Efficient Complex-Valued Vision Transformers for MRI Classification Directly from k-Space
Moritz Rempe, Lukas T. Rotkopf, Marco Schlimbach, Helmut Becker, Fabian Hörst, Johannes Haubold, Philipp Dammann, Kevin Kröninger, Jens Kleesiek
TL;DR
This work tackles the challenge of MRI classification by operating directly on raw, undersampled k-Space data, thereby preserving phase information often discarded in image-domain analyses. It introduces kViT, a fully complex-valued Vision Transformer that uses radial k-Space patching and complex-valued embeddings to model the global, non-local structure of frequency data. The approach achieves competitive classification performance against image-domain baselines while drastically reducing VRAM requirements (up to 68× in some settings) and demonstrating robustness to high undersampling across multiple datasets. These results suggest a practical, resource-efficient pathway for direct-from-scanner AI in MRI, with potential benefits for faster protocols and broader accessibility in clinical settings.
Abstract
Deep learning applications in Magnetic Resonance Imaging (MRI) predominantly operate on reconstructed magnitude images, a process that discards phase information and requires computationally expensive transforms. Standard neural network architectures rely on local operations (convolutions or grid-patches) that are ill-suited for the global, non-local nature of raw frequency-domain (k-Space) data. In this work, we propose a novel complex-valued Vision Transformer (kViT) designed to perform classification directly on k-Space data.
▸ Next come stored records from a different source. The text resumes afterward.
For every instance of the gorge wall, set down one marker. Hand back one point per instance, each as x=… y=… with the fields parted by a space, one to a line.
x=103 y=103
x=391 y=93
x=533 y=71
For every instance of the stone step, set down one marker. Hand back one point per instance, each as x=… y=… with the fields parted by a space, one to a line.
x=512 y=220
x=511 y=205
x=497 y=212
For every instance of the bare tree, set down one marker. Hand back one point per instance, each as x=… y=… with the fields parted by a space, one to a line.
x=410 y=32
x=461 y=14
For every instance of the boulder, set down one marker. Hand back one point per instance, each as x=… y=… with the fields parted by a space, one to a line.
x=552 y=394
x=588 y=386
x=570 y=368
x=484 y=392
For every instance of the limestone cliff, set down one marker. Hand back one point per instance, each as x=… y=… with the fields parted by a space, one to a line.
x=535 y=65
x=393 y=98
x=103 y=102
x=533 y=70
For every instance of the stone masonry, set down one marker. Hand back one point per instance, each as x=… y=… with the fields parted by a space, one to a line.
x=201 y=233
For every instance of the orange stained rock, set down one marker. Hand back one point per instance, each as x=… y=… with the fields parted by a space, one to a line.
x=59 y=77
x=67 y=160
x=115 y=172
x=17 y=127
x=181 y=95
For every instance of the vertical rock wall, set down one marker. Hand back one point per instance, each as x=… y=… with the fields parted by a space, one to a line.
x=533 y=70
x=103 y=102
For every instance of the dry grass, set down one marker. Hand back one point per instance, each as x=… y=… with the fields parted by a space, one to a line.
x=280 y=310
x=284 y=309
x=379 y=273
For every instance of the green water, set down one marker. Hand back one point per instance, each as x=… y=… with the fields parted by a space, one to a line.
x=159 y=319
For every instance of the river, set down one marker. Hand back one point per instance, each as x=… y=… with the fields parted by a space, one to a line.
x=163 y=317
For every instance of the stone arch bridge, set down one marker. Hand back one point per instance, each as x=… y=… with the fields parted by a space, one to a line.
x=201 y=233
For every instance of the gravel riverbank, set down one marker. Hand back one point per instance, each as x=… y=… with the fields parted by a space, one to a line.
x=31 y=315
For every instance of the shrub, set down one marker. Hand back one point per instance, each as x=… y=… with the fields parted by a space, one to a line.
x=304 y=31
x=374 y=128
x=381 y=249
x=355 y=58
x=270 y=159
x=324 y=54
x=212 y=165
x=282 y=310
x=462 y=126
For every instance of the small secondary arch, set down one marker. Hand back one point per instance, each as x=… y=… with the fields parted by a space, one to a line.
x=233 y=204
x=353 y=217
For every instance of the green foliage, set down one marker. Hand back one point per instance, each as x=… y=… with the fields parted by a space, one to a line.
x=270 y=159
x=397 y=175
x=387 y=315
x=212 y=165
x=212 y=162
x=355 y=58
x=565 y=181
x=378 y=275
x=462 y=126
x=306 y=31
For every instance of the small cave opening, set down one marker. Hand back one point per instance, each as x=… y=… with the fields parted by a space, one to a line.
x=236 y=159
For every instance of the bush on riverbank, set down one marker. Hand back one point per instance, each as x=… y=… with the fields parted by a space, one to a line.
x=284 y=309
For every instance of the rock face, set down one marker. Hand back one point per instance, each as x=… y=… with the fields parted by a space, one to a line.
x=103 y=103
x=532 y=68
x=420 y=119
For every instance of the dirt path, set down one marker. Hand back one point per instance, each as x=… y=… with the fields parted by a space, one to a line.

To bridge the geometric disconnect between current architectures and MRI physics, we introduce a radial k-Space patching strategy that respects the spectral energy distribution of the frequency-domain. Extensive experiments on the fastMRI and in-house datasets demonstrate that our approach achieves classification performance competitive with state-of-the-art image-domain baselines (ResNet, EfficientNet, ViT). Crucially, kViT exhibits superior robustness to high acceleration factors and offers a paradigm shift in computational efficiency, reducing VRAM consumption during training by up to 68$\times$ compared to standard methods. This establishes a pathway for resource-efficient, direct-from-scanner AI analysis.